Medicare plans should always be chosen based on your personal needs. You should carefully consider your health history, medications and finances. You should also decide upon the degree of flexibility you want and how much you need to access services not covered by Medicare, such as vision, hearing or dental.
I have listed general information regarding your options below. You should consult with someone who is well-versed in Medicare to choose the one that is best for you. Whatever you choose (unless you qualify for certain levels of Medicaid ), you must still pay your Part B Medicare premium each month.
Original Medicare covers Medicare Parts A and B. Deductibles ( for 2025 ) are $1676 for each inpatient hospital benefit period of 60 days for Part A and $257 annually for Part B. Original Medicare pays for 80% of the cost of allowable Medicare services. However, there is no ceiling on the remaining 20% of pocket costs. Vision, dental and hearing services are not covered. You must purchase a separate Part D plan for your prescriptions.

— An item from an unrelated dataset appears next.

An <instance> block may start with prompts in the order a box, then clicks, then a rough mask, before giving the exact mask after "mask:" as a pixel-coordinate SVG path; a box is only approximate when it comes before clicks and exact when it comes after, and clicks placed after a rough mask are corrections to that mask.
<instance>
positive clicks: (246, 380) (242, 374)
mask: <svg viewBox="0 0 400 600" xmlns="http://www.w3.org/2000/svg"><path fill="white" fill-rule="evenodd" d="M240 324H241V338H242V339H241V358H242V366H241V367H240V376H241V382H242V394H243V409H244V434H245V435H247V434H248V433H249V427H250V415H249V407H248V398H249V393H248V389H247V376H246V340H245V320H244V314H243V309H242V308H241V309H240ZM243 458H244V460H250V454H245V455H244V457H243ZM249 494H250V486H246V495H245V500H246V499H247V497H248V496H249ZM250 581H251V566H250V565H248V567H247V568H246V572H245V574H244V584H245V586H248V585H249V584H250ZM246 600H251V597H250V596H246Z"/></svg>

Medicare Supplement Plans ( Medigap) are extra insurance you buy from a private company to pay for some or all of the out-of-pocket costs not covered by Original Medicare. You have Guaranteed Issue for 6 months from your Part B effective date, after which your acceptance by the plan depends on medical underwriting. With a Supplement Plan, you must also enroll in a separate Prescription Drug Plan
Medicare Advantage Plans ( Part C ) are offered through private companies and cover Medicare Parts A and B ( except for hospice, which is covered by original Medicare ). Most ( not all ) cover prescription drugs. Plans may also add benefits for vision, dental and hearing. Copays and coinsurance and the maximum you pay out of pocket vary by plan. Medicare is complex.